Shmi comments on New paper from MIRI: “Toward idealized decision theory”

Shmi Dec 17, 2014, 2:22 AM
2 points
Suppose you look back at some past events. Can you tell if a decision-theoretic agent was at work? If so, what are the signs of optimization having been applied?
- Kawoomba Dec 18, 2014, 7:48 AM
  3 points
  Parent
  Well, since an agent is embedded within its environment, the result of its optimizing must still conform to said environment’s rules. You can’t look for “impossible” results since the agent cannot achieve any, being as much a slave to the system as any non-agent process. So we’d need some measure of probable/natural result, to screen for improbable-to-be-natural outcomes? However, that would be circular reasoning, since to define what’s “improbable to occur without agent intervention” versus “probable to occur without agent intervention” would presuppose a way to detect agenty behavior.
  
  Best I can come up with ad-hoc would be a small subcomponent of the environment affecting a large part of the environment, shaping what the negentropy is used on. Such a “determining nexus” would be a prime candidate for an active decision-theoretic agent.
  
  However, this approach presuposes two conditions: 1) That the agent is powerful enough for its optimizations to [a|e]ffect its environment, and 2) that the agent’s goals demand a change in said environment. An agent which either isn’t powerful enough, or is content enough with the status quo to stay passive (whose utility function is in alignment with the environment’s detected state), cannot be detected in principle (or so I’d surmise).
  
  So what I propose is more like a low-sensitivity screening-test for agents than a fully general solution. I’m not sure what could be done, even in principle, to encompass agents not meeting criteria 1 and/or 2. Probably just define those as not-agents and be done with it ;-).
  
  In case of 2, you could simply manipulate the environment to see what elicits “a reaction” (in the “small part” affecting “large part” sense, especially if that “small part” was reverting the “large part” to the previous state, as much as the available negentropy post-manipulation would allow for in any case). For each manipulation which does not elicit such a reaction, a certain class of agent (that with a utility function that would have necessitated a reaction) could be ruled out.
  
  Really smart agents could try to evade such detection algorithms by embedding themselves more broadly. One could imagine an agent doing so until it is so ubiquituous that the gullible detectors think of it as a natural phenomenon and called it Higgs field, or somesuch. :-)
  
  I’m onto you.
  - Shmi Dec 18, 2014, 4:13 PM
    3 points
    Parent
    I asked the question originally because:
    
    it should be easier to analyze a now static configuration laid bare before you, like a video you can wind back and forth as desired, than predict something that hasn’t occurred yet.
    
    there should be a way to detect agency in retrospect, otherwise it’s no agency at all. For simplicity (an extremely underrated virtue on this forum) let’s take an agent which does not care about evading detection.
    
    Re your conditions 1 and 2, feel free to presuppose anything which makes the problem simpler, without cheating. By cheating I mean relying on human signs of agency, like known artifacts of humanity, such as spears or cars.

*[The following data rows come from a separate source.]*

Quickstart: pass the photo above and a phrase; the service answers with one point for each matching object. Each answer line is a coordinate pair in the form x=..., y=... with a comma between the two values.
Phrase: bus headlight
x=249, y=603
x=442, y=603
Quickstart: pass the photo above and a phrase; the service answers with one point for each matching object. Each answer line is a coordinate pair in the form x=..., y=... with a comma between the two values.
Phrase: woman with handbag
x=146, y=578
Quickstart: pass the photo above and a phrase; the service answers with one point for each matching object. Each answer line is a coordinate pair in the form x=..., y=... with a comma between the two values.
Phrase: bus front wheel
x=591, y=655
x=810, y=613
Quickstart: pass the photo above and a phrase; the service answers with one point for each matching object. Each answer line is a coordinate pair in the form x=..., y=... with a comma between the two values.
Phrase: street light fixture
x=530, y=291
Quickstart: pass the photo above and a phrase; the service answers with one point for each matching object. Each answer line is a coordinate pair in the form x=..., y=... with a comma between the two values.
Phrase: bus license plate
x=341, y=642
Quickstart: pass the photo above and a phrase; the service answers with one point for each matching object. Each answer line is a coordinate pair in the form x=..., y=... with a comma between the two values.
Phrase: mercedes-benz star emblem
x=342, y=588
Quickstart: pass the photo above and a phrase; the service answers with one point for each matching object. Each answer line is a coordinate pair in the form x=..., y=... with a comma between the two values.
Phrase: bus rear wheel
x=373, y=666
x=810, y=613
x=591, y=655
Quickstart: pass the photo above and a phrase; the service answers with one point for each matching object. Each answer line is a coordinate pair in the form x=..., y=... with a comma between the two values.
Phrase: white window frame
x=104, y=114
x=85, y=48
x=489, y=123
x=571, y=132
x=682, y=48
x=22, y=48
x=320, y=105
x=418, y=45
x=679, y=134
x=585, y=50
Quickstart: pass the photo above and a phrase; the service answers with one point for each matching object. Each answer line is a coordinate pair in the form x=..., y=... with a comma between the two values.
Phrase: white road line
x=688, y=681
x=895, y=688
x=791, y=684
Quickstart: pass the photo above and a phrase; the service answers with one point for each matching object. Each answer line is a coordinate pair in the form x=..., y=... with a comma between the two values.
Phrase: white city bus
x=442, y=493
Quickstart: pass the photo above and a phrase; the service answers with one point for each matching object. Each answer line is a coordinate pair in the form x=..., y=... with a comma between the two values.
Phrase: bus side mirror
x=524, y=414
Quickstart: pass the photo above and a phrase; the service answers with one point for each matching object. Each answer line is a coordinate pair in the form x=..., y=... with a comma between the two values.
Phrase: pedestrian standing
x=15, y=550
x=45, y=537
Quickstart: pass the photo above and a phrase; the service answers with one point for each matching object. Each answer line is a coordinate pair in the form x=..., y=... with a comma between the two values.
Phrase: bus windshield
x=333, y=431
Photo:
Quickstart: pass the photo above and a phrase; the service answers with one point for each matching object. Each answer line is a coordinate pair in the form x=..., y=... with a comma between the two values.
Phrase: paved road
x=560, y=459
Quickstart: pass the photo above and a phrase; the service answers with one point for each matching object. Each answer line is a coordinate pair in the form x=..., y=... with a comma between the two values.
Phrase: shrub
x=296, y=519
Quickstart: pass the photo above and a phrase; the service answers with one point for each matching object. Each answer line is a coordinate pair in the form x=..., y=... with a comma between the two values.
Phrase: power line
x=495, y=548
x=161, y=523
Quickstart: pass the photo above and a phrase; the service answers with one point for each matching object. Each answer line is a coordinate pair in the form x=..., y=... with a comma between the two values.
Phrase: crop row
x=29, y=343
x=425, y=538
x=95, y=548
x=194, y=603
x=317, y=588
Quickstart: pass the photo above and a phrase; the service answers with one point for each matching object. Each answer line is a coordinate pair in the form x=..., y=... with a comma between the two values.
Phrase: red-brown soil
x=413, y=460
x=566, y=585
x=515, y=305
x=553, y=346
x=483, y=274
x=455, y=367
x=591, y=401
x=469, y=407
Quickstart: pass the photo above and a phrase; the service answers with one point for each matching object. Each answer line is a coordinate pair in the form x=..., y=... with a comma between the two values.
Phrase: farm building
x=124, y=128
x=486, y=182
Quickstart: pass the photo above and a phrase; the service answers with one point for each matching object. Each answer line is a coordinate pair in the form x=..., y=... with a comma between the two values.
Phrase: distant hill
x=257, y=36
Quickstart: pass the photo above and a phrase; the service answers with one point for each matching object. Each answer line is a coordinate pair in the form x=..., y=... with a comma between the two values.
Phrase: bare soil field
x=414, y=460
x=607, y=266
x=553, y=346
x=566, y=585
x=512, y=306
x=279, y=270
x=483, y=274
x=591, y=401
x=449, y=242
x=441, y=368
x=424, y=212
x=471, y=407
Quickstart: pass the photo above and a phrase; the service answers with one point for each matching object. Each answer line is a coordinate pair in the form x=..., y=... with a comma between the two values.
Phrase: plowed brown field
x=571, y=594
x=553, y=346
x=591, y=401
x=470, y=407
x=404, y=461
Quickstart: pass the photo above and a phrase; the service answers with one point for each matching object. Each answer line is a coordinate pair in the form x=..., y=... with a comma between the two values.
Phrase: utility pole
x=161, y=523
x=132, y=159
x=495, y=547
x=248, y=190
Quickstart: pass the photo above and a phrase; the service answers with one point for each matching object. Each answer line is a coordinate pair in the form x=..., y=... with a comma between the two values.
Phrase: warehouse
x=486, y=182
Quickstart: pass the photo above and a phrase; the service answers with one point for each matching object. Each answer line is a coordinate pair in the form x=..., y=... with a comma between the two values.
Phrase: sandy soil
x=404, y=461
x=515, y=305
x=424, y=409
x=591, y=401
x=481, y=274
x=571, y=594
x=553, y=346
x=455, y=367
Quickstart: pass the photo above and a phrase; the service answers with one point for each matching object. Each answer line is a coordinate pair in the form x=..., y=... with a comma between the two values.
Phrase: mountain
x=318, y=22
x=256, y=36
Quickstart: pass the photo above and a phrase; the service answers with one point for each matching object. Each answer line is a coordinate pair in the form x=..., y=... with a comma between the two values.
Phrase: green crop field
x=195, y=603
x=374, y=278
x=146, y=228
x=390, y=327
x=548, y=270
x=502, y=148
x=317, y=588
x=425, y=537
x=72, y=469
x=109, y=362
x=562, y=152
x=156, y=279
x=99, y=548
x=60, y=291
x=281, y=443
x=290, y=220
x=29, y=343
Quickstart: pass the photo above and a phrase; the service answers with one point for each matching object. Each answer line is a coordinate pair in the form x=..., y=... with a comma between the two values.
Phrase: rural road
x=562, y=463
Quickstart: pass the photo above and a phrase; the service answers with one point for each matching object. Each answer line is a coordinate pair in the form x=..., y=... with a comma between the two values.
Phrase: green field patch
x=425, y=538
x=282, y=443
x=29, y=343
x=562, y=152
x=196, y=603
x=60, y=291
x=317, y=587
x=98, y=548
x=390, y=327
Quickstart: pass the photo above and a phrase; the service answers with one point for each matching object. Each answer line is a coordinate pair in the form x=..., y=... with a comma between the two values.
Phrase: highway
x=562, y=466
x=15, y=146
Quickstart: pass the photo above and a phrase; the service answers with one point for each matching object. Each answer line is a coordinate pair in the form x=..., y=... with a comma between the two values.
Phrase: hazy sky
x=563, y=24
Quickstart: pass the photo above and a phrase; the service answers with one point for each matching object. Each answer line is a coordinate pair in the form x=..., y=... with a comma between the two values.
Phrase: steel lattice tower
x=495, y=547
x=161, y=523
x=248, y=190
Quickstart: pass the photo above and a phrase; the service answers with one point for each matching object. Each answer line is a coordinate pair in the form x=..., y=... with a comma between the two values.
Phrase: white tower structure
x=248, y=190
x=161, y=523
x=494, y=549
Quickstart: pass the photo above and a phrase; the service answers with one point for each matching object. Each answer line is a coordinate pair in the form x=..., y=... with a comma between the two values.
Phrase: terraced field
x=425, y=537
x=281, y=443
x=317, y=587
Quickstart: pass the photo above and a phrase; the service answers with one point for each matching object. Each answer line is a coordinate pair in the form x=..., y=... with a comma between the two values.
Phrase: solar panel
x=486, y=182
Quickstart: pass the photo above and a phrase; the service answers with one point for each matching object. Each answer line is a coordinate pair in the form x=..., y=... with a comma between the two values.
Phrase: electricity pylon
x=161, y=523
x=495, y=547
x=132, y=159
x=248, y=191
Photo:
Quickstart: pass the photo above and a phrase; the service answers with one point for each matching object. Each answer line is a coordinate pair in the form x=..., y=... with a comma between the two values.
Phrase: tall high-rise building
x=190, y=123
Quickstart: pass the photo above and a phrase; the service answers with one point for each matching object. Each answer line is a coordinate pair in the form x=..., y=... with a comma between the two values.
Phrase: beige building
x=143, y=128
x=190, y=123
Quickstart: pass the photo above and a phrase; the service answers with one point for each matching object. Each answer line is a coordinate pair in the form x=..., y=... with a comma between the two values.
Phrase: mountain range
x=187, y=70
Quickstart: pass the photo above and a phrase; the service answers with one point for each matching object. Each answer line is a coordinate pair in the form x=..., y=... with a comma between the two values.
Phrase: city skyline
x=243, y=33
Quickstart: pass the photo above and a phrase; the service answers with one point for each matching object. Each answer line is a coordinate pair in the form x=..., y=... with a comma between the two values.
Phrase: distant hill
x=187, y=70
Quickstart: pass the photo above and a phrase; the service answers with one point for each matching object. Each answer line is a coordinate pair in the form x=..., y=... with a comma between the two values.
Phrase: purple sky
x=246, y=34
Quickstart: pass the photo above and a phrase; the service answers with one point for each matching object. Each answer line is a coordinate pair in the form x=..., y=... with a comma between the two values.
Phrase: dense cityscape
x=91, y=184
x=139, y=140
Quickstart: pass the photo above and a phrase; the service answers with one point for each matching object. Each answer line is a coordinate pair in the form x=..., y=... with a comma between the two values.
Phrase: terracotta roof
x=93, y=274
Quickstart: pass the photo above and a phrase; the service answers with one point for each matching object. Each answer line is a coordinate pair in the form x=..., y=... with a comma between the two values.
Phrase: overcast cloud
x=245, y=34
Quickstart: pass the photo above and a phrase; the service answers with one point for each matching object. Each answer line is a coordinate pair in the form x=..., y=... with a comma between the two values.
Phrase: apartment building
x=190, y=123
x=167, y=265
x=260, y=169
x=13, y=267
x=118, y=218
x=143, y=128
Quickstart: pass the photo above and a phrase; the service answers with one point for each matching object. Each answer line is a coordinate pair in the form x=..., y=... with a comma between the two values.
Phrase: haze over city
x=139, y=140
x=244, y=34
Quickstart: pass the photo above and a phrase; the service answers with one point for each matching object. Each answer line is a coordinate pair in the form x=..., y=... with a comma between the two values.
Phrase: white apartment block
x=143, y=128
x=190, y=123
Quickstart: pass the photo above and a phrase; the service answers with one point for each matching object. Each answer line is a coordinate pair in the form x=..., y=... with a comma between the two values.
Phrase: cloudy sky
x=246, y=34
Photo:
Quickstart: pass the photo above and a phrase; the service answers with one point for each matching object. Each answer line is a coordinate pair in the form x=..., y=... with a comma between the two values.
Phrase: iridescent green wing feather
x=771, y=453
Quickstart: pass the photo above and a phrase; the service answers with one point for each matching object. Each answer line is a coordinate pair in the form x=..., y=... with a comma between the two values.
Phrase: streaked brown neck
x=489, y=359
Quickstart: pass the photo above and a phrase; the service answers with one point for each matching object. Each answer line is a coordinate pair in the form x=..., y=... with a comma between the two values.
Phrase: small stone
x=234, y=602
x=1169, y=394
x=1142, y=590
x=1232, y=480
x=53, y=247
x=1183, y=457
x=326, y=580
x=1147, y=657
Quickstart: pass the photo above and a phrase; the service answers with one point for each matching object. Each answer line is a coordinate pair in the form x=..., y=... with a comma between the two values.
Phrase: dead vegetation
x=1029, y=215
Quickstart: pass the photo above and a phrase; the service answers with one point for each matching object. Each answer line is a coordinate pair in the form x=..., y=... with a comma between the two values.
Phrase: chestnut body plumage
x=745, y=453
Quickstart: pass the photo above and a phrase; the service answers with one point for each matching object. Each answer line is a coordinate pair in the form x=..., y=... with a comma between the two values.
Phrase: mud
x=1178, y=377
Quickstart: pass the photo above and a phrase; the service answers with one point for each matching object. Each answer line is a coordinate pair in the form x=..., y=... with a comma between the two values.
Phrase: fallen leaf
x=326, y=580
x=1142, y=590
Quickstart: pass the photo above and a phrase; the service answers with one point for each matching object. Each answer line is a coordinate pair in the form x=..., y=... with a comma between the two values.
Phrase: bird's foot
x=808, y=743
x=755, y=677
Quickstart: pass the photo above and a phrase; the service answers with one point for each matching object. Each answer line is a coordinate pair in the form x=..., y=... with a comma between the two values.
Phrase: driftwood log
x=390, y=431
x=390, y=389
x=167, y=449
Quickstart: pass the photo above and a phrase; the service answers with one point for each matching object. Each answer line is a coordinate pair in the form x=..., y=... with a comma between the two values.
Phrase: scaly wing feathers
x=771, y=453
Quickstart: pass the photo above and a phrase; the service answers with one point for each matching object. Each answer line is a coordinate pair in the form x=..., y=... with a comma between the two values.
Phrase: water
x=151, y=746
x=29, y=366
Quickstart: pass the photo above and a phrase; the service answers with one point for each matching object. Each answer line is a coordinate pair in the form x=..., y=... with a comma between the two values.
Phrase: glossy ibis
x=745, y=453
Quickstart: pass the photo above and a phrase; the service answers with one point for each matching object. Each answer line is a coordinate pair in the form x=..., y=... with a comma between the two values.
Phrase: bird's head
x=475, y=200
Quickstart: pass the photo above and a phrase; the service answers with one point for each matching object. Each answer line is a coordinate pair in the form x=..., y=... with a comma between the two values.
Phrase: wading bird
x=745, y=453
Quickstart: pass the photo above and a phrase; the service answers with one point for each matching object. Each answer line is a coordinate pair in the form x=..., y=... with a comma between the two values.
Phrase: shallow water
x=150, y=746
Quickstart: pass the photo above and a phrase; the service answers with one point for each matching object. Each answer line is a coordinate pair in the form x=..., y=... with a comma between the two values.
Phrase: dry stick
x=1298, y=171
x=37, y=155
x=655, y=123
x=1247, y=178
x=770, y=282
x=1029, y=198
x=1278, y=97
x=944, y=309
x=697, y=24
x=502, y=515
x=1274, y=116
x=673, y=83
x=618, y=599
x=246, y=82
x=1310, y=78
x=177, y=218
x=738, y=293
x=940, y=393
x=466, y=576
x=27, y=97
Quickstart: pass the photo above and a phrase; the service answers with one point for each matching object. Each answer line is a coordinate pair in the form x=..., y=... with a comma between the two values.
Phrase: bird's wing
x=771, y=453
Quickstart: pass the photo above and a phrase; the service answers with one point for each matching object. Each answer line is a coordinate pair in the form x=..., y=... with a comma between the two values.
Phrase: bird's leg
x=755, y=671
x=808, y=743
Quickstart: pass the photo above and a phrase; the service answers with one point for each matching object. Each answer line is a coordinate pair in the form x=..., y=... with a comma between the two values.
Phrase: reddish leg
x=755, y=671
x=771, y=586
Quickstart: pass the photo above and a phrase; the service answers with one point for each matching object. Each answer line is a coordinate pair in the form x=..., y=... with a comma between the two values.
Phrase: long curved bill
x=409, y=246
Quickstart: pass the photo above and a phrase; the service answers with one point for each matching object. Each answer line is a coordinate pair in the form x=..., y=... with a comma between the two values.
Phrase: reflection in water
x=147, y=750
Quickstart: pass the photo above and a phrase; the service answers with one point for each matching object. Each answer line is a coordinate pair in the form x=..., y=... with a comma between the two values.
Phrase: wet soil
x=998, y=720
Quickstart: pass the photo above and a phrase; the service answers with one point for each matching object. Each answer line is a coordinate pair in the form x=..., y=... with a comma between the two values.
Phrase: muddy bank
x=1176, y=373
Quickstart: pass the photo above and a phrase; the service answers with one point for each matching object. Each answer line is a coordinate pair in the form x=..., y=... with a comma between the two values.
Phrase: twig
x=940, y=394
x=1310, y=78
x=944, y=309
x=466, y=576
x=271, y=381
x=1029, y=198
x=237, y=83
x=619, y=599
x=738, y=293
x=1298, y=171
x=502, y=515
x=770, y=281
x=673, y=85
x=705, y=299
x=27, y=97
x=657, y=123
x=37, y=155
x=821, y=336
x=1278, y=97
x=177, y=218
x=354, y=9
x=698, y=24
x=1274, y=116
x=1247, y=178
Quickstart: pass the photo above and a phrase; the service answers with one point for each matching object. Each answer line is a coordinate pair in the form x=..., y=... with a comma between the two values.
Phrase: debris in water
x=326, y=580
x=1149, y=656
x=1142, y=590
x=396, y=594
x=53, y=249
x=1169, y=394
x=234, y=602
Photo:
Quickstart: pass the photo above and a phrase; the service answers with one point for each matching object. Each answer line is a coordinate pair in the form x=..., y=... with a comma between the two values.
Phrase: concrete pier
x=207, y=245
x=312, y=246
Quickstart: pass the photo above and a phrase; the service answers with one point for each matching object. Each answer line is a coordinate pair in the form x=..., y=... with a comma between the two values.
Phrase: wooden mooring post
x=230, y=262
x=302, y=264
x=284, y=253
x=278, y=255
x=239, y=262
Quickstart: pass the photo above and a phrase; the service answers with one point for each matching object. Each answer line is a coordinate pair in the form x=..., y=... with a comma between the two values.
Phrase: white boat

- [deleted]Dec 17, 2014, 12:55 PM
  1 point
  Parent
  A proper solution to this problem would be an optimal decision theory. Consider the decision itself as a random variable, then take some epistemic model of the world and infer, from a third-person point of view, what an optimal agent with certain knowledge and preferences should have done. Then output that decision.
  - Shmi Dec 17, 2014, 5:28 PM
    1 point
    Parent
    I am not talking about optimal at all. Just being able to forensically detect any sign of agency rather than… what?